El hombre presionó un botón y cerró los ojos esperando que el viaje al noveno piso fuera rápido. Era administrador de una fábrica. Ahora, después de varias horas de trabajo, podría descansar, tomar un trago para refrescar la garganta y prepararse para el siguiente día. Su esposa lo estaba esperando. Cuando el elevador iba a llegar al quinto piso miró, por el rabillo del ojo, una especie de bulto en una esquina. Fue cuestión de un segundo, el tiempo que abarca un parpadeo. Por inercia, movió la cabeza y descubrió, en una esquina, a un viejo que custodiaba, muy silencioso, una gran maleta.
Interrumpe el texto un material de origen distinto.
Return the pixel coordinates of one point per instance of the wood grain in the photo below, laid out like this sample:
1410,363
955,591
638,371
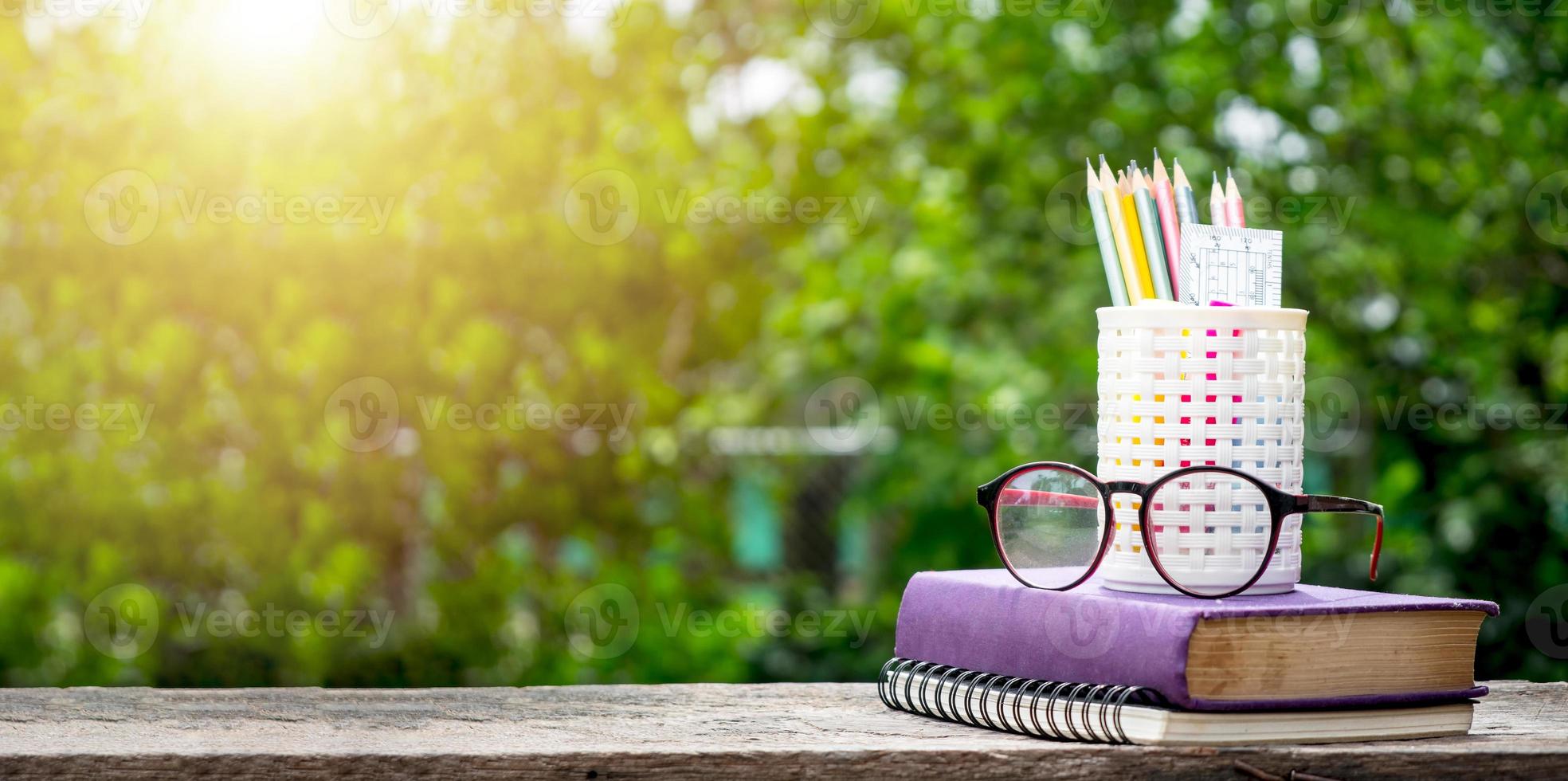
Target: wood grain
670,732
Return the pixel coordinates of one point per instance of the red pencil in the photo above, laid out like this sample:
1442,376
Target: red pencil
1234,212
1166,204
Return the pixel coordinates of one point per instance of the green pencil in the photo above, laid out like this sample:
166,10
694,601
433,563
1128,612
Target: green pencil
1107,246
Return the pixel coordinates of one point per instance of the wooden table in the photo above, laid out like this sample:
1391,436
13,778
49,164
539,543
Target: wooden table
673,732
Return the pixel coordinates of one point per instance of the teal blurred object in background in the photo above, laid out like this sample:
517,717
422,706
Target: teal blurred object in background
667,342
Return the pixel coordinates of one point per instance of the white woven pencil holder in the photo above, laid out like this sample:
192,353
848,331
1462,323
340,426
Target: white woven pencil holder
1181,387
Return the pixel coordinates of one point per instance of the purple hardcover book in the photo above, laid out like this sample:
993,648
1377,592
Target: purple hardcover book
988,622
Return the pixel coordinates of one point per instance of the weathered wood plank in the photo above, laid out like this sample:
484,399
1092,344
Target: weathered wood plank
668,732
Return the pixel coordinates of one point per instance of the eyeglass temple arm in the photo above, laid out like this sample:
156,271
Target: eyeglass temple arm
1338,504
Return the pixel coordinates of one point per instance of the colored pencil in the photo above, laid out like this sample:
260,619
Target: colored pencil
1153,236
1186,199
1217,202
1170,226
1119,231
1107,245
1140,259
1234,212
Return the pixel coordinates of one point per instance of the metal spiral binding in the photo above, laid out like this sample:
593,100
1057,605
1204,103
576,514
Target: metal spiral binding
1096,717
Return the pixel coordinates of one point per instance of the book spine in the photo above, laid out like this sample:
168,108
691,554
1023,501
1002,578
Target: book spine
1046,635
1082,712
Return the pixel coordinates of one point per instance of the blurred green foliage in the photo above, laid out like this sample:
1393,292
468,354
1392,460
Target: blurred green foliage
957,128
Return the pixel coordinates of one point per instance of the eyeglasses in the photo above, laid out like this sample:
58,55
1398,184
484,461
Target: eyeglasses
1048,521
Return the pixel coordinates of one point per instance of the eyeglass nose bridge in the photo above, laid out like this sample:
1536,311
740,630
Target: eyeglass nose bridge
1127,487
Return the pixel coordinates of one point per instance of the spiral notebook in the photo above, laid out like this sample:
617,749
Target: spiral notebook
1122,714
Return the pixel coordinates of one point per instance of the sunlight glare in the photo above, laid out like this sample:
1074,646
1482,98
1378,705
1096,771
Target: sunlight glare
264,32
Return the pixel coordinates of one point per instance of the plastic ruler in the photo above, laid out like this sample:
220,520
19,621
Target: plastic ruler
1236,265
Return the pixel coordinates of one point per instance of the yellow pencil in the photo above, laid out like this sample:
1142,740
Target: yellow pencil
1119,230
1129,212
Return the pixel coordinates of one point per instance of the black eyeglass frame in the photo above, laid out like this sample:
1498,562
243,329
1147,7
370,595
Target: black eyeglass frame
1281,504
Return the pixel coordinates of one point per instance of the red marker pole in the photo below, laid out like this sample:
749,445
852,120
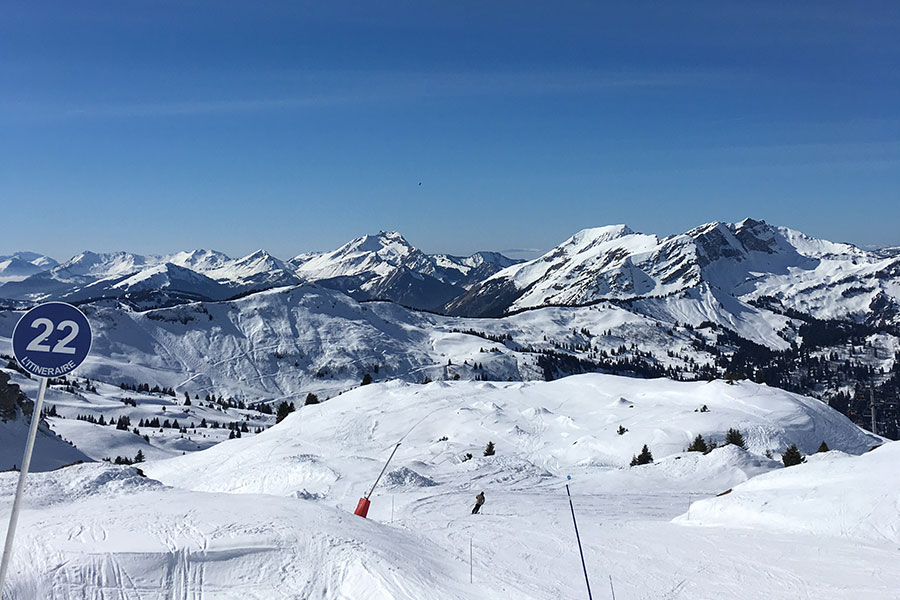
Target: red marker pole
362,508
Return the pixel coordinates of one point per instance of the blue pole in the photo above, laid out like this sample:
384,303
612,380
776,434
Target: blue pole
578,537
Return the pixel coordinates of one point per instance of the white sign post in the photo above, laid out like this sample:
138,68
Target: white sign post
50,340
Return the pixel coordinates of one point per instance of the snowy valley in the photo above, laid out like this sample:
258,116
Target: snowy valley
251,402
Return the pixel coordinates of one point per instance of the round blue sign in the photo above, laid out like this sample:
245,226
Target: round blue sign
52,339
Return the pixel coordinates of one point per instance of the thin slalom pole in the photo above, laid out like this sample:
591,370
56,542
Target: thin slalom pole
578,537
383,469
470,559
26,462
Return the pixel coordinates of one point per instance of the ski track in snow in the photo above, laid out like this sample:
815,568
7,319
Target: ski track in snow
270,515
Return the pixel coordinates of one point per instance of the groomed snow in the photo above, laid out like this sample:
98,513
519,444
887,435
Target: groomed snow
832,494
103,532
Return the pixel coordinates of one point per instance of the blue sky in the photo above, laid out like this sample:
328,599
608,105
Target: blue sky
157,126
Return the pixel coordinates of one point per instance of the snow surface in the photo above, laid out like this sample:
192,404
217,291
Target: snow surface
104,532
832,494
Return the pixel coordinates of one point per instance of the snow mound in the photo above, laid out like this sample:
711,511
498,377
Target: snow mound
124,536
832,494
405,477
539,429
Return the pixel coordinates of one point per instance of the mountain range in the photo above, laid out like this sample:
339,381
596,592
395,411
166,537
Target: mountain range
748,299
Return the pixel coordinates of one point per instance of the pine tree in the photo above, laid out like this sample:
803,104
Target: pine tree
792,456
644,458
284,409
698,445
734,437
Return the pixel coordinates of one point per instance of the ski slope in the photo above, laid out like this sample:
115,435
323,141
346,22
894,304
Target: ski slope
270,515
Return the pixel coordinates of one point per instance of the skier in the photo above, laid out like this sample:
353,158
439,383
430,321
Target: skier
479,500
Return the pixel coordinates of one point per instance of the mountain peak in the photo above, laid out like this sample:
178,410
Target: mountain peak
605,233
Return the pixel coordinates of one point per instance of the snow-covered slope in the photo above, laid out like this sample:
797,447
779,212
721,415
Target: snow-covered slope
176,278
749,262
832,494
19,266
105,532
50,452
290,341
538,429
386,266
177,283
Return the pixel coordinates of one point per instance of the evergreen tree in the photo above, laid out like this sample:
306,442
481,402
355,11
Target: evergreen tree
734,437
284,409
644,458
489,449
792,456
698,445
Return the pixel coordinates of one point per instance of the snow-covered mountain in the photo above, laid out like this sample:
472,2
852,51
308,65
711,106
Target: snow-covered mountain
15,420
160,285
737,267
18,266
272,512
386,266
179,277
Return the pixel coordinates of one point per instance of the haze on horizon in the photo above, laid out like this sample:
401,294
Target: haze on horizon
160,127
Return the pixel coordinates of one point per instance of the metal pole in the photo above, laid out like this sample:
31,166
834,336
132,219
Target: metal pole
872,407
470,560
578,537
26,462
383,470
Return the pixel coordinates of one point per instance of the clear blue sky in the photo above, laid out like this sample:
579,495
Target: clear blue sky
156,126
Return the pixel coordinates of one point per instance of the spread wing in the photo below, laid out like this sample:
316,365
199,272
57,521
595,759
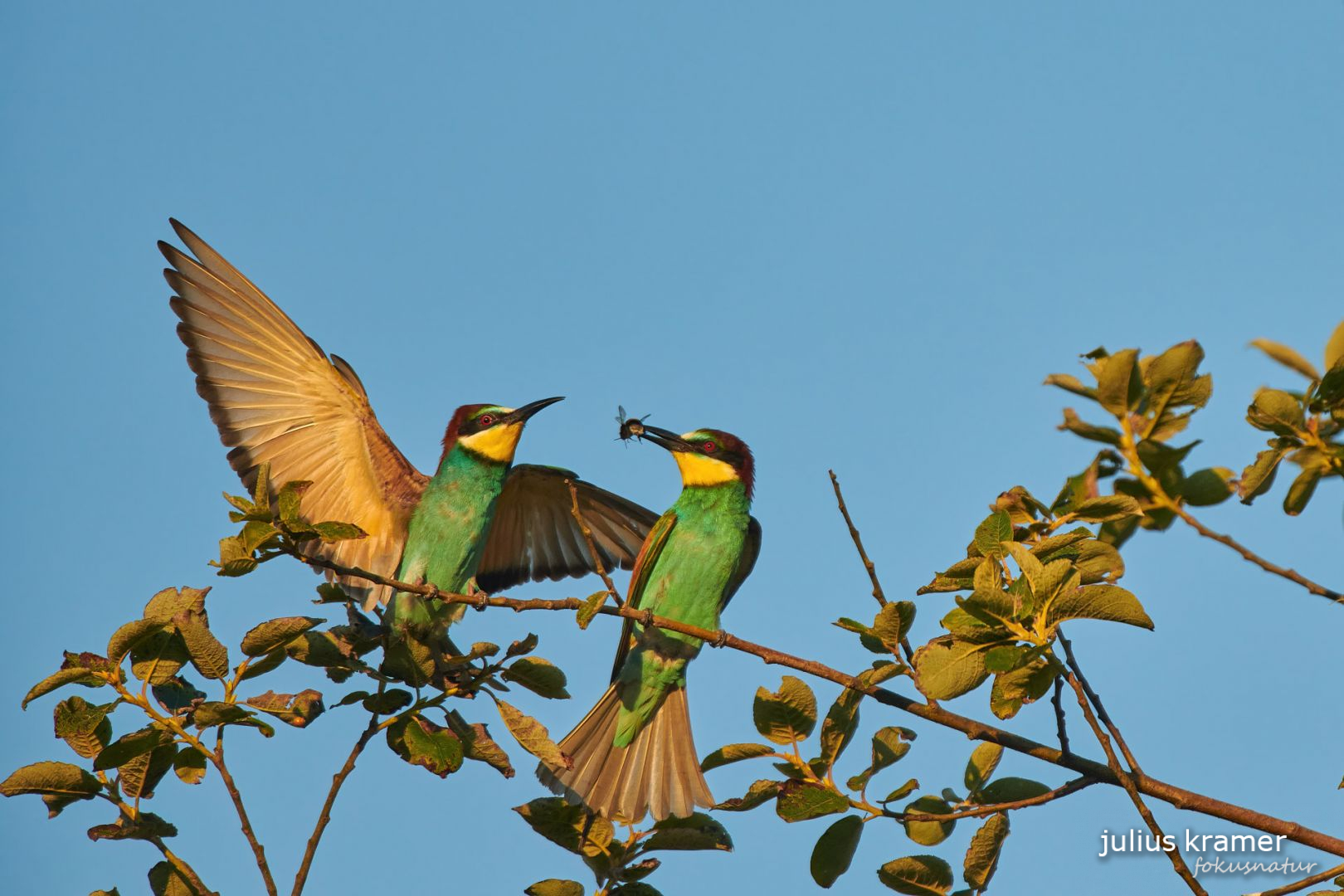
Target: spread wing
279,399
643,567
535,536
746,562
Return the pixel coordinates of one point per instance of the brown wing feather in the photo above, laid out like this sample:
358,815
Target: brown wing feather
533,535
277,399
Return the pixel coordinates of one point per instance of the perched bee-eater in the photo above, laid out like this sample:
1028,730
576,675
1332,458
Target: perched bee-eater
633,752
479,522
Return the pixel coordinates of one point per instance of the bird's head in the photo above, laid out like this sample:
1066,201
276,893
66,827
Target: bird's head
491,431
706,457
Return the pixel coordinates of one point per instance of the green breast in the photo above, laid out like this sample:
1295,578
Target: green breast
452,522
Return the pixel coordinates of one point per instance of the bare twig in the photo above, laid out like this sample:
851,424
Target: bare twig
990,809
217,759
1136,466
975,730
587,538
1132,789
338,779
1303,884
867,563
1059,713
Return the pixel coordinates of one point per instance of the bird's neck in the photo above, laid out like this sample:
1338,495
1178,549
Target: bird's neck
723,500
461,466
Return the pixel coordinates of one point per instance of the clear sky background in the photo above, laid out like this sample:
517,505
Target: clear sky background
858,236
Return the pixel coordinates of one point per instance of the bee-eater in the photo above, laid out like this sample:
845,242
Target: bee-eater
480,520
633,751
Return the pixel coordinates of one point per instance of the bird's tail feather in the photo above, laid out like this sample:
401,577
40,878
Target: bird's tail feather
657,774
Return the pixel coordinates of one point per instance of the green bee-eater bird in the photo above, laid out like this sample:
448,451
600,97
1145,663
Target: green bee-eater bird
633,752
279,399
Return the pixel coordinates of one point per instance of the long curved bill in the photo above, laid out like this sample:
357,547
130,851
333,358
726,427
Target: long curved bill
522,414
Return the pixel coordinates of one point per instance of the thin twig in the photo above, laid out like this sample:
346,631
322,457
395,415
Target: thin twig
338,781
990,809
587,538
867,563
1129,449
1132,789
1059,715
975,730
1303,884
217,759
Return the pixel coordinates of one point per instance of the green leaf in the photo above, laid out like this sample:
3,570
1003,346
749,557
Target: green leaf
275,633
585,614
158,657
61,679
1259,476
1107,508
1071,384
981,766
139,777
1276,411
1288,358
758,793
949,668
178,694
207,653
1019,687
334,531
84,726
786,716
983,853
1118,384
890,744
802,800
1107,602
477,744
51,779
840,723
929,833
1300,492
992,533
145,825
128,635
539,676
555,887
422,743
691,833
127,747
296,709
734,752
166,880
531,735
835,850
168,603
565,825
917,876
1008,790
1079,426
190,765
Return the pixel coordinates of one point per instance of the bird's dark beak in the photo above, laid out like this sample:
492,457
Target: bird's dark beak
522,414
667,438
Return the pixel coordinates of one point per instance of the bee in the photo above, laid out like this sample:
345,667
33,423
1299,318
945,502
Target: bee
632,426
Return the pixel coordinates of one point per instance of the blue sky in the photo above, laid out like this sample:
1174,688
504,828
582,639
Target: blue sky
856,236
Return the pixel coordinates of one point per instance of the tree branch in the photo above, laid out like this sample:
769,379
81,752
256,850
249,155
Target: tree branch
975,730
990,809
1127,783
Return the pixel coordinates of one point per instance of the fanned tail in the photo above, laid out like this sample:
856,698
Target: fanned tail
657,774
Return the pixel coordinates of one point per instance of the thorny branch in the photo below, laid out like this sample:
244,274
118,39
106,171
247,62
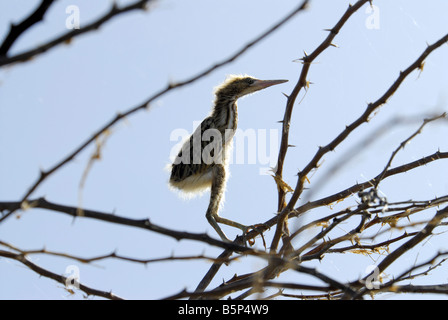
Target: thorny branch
372,225
44,174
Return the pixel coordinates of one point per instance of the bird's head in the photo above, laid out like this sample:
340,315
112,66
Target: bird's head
238,86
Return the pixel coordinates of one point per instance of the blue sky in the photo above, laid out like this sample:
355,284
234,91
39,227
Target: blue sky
50,105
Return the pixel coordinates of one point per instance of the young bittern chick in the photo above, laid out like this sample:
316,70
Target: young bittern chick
202,162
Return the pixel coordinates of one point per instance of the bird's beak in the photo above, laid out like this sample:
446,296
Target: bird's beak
262,84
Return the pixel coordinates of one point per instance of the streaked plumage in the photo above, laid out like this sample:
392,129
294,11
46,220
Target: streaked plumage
202,162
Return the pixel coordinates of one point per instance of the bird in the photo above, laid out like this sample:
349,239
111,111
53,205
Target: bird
202,162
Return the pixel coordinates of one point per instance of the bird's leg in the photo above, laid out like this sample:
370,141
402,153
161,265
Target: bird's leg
217,191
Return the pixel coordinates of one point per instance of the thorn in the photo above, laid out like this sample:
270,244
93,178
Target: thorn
301,60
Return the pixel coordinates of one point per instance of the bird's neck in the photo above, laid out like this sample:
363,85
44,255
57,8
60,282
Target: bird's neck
225,112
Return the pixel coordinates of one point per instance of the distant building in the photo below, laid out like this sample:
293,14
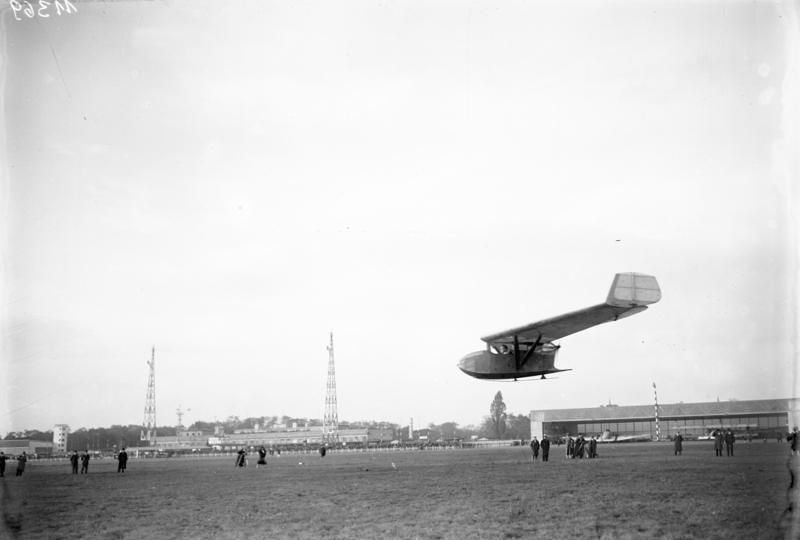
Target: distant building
15,447
60,435
756,418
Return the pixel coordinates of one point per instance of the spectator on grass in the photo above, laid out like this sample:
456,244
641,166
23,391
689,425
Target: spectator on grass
678,444
580,447
241,458
21,463
730,438
545,448
718,438
122,460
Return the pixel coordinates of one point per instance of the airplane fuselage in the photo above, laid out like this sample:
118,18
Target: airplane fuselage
488,364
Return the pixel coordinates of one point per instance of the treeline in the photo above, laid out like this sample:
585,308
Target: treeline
101,439
498,425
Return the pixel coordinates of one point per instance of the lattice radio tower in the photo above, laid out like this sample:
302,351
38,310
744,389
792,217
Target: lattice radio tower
330,422
655,397
149,431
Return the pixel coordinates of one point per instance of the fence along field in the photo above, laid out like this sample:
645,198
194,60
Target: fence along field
629,491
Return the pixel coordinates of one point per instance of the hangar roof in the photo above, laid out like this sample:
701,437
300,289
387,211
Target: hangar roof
671,410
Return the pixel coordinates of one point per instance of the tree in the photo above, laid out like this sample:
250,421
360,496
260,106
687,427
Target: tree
497,415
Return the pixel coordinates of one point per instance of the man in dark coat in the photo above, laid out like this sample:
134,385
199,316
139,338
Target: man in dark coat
592,447
730,438
535,449
21,463
545,448
718,443
122,460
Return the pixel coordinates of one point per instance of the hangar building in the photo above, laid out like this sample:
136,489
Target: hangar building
765,418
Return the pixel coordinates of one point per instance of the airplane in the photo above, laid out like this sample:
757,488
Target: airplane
607,436
529,351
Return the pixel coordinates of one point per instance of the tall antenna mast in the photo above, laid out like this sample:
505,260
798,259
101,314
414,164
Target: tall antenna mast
330,422
655,396
149,425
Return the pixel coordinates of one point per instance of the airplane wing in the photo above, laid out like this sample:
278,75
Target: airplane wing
630,294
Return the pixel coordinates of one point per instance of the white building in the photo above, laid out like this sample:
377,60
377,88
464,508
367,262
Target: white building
60,434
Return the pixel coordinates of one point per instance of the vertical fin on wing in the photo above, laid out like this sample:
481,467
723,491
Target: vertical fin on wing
631,289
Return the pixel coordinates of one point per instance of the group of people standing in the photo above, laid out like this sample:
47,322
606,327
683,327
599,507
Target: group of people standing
544,446
241,457
21,460
83,459
727,438
580,447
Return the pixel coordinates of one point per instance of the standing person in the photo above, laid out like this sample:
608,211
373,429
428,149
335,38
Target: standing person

El hombre sintió, por el miedo, un estrépito en la cabeza, como si las venas de sus sienes registraran el escape de una manada de búfalos;  pulsos eléctricos en el pecho y en las axilas. Las pupilas se dilataron y la sangre dejó su caudal perezoso y triste. Lo primero que hizo, quizás para eliminar el miedo, fue aparentar que no lo había visto, así que se concentró en las puertas metálicas que le devolvían partes de su rostro. Pensó que en un siguiente parpadeo, como sucede en cualquier truco de magia, las cosas volverían a la normalidad. Sin embargo, el viejo seguía ahí, con el gesto apretado y el ceño endurecido. El hombre pudo comprobar, con un creciente terror, que el otro también se reflejaba en las puertas, solo que su imagen era borrosa y parecía una escena congelada en un televisor defectuoso. El hombre, entonces, dominando su miedo, lo miró y le ofreció una leve sonrisa. El otro apenas lo miró y siguió, muy firme, a un lado de su maleta. El hombre pensó que el viaje al noveno piso era tan lento que podría durar siglos. Escuchó el tintineo de la llegada y salió sin despedirse del otro. Después de suspirar, se secó el sudor de la frente y caminó por el pasillo. Se dio cuenta de que no estaba en el noveno piso, sino en el segundo. Estuvo un rato, inmóvil, pensando en su distracción. También pensó que la presencia del viejo, de alguna manera, había modificado el viaje en el elevador. Regresó al centro del pasillo, pero tuvo miedo de encontrar de nuevo al intruso cuando volvieran a abrirse las puertas. Meditó y meditó. Después de un momento, decidió subir por las escaleras aunque, mientras arrastraba los pies, peldaño tras peldaño, imaginaba que el otro estaría en la siguiente vuelta o, peor aún, en el pasillo. Incluso podría estar atrás de él, arrastando su maleta, resoplando y sudando como loco.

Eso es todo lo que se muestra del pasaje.